This is an old revision of the document!

### Table of Contents

This page is under construction!

### General

• Infomap NLP Software: Not in development any more. The authors recommend to use SemanticVectors instead!!!
• Uses Latent Semantic Analysis
• The implementation is in C.
• Infomap is intended to build language models' and to perform information retrieval tasks on the such models
• Simple input format
• You might need gdbm libraries. I had troubles installing this libraries in my laptop. In the present moment it is not working.
• The documentation includes installation instructions, algorithm description and implementation guide.

Eduardo Aponte 2010/10/31 12:28

### Installation

• Before installing Infomap you would have to install gdbm libraries in your computer. This could be quite challenging. In the following I document the installation process I followed.
1. As a first step, you should download the last version of gdbm.
2. Untar the .gz file and go into the created directory.
3. Try:
./configure

This command should try to configure the program to your system specifications. It is highly likely that this process fails. The most likely reason is that a system library called libtool is not version compatible. To check your version of this program (in ubuntu):

apt-cache policy libtool

. I presuppose you have libtool installed in your computer. You probably have a newer version of libtool as the one presuppose by the gdbm package. The solution I found was to run:

autoconf -f -oconfigure
4. The last overwrote all the libtool-related files in the directory. Now you can run
make

safely. If you obtain the following error -which actually is highly unlikely

checking build system type... Invalid configuration x86_64-unknown-linux-gnu': machine x86_64-unknown' not recognized

you will need to deceive the program. Add before any command:

linux32
5. You might also have problems with the ANSI c headers. To solve this problem
sudo apt-get install libc6-dev

### Testing

The first step in order to build a model is to choose a directory where the models will be created. This is done by setting an environment variable

INFOMAP_WORKING_DIR=/home/jrandom/infomap_models
export INFOMAP_WORKING_DIR

Afterwards run build the model. Informap accepts two formats: a single file where documents are divided by xml markers or as set of files, where every file contains exactly one document. I decided to use this second option. As input, there should be a file specifying the name of file containing a document.

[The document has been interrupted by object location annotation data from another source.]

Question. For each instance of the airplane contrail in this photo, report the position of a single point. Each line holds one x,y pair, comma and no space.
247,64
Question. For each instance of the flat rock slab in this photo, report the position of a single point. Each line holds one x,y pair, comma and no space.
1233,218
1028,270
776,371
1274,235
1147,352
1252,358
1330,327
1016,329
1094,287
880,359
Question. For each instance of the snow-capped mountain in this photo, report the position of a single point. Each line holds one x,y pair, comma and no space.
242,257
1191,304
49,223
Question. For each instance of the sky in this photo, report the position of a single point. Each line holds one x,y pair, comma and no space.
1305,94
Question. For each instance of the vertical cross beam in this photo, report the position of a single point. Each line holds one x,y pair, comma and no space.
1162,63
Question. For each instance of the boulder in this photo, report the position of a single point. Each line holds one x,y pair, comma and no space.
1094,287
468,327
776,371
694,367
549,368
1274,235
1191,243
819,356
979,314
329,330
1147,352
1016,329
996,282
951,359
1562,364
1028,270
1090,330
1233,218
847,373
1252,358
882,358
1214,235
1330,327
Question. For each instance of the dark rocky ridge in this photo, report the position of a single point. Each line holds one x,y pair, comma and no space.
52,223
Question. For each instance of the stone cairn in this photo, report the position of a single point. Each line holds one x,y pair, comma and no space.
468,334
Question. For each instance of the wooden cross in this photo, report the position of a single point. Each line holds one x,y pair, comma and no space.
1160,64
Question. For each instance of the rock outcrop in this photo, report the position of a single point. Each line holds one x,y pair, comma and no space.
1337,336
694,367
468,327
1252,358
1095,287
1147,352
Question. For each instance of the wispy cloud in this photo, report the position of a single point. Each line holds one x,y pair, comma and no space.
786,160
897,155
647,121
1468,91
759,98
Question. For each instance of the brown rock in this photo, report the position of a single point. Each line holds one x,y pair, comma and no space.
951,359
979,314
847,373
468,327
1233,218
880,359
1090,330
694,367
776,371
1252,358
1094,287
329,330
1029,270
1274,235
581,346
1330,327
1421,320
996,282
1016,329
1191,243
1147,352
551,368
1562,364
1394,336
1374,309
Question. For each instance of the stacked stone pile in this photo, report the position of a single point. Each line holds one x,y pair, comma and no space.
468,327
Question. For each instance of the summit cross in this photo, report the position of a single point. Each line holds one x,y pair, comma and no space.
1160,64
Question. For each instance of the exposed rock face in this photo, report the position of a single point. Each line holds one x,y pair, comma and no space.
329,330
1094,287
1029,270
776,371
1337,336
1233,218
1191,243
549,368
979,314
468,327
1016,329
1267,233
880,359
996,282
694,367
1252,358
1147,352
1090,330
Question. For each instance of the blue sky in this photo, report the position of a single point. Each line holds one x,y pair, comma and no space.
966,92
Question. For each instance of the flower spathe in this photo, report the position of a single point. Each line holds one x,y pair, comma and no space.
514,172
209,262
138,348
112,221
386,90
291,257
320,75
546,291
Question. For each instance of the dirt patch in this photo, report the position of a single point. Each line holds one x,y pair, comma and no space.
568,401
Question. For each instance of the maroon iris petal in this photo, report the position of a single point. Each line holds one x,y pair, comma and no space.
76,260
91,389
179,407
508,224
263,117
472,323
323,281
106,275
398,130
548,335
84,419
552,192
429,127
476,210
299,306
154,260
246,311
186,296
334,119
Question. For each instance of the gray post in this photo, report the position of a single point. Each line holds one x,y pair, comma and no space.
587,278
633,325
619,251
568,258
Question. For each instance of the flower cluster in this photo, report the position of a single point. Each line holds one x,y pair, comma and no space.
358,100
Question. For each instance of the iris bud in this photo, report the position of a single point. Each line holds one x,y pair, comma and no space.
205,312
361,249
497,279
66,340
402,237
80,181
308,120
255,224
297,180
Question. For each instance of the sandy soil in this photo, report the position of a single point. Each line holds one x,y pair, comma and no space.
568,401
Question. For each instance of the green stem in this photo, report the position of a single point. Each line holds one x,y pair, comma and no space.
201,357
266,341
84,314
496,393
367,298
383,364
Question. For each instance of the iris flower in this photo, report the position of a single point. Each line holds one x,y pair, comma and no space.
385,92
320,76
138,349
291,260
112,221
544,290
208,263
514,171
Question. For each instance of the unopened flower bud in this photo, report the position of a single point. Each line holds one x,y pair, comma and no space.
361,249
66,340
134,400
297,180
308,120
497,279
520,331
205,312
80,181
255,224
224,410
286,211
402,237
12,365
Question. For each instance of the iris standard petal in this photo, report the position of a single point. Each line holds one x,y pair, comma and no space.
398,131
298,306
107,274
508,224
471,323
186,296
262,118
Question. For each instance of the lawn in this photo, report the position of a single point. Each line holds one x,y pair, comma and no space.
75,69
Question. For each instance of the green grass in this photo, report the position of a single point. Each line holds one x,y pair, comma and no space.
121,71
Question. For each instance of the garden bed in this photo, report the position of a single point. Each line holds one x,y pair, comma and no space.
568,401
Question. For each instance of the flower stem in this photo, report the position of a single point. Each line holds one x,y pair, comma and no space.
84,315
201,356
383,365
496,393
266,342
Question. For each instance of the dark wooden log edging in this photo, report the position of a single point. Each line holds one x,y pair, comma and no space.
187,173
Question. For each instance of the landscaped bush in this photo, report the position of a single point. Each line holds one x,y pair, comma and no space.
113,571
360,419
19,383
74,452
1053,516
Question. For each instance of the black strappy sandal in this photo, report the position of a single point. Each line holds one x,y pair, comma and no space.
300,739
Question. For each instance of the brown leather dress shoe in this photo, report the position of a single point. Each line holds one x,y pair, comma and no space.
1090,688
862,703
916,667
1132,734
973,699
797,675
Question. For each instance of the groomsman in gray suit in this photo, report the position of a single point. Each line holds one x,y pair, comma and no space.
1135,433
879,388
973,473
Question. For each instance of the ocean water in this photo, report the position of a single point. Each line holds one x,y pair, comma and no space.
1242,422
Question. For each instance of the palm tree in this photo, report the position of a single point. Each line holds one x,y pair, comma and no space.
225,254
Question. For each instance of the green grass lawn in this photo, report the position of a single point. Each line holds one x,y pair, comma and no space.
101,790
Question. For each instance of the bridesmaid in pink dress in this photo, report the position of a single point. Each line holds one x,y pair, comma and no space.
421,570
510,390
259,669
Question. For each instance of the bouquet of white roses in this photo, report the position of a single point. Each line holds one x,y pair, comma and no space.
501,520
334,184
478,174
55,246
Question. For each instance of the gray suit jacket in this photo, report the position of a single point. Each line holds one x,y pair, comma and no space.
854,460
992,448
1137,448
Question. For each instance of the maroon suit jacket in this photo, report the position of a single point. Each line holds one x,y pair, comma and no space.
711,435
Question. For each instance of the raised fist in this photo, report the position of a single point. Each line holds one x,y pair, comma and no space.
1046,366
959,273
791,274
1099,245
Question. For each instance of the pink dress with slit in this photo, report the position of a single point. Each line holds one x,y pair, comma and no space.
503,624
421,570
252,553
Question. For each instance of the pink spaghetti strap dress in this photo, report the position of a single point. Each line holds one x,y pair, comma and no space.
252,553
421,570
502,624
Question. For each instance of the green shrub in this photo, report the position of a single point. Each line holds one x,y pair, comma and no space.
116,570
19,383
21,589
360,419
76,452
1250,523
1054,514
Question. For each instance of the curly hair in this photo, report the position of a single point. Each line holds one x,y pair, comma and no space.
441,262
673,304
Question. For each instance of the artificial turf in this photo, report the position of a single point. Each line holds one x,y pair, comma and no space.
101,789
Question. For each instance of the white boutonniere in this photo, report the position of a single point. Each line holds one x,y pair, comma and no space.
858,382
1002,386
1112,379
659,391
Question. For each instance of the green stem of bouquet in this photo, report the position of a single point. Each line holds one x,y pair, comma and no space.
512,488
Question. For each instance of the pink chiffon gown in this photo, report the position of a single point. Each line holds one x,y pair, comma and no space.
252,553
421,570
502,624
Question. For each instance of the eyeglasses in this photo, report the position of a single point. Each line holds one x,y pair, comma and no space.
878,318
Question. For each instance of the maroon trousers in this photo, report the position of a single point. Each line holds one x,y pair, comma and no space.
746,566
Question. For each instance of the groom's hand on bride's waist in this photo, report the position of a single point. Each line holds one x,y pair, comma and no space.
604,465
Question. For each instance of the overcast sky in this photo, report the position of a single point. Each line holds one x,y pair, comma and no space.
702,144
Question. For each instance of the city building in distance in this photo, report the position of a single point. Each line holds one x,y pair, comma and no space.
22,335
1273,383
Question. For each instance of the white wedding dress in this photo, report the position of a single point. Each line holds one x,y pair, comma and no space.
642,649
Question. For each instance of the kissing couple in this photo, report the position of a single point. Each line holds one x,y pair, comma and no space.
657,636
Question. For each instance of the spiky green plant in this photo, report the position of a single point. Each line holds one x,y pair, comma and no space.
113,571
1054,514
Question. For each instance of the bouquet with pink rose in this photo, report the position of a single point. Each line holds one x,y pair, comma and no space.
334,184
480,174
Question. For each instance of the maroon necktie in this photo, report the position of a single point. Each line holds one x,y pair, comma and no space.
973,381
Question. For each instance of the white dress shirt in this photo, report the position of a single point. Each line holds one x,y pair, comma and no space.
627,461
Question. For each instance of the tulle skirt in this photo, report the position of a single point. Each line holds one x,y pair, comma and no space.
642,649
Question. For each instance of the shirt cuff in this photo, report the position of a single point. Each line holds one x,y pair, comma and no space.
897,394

infomap-build -m /usr/local/share/corpora/manyNames.txt many_01

Remember to add infomap to your PATH variable.

In corpora directory, you will find a simple py script for building a corpora from a file where every line is a document. Afterwards I used the following command:

infomap-build -m /net/data/CL/projects/wordspace/software_tests/corpora/infoCorpus/directory.txt firstModel`

directory.txt is a file contaning the name of every file contaning a document.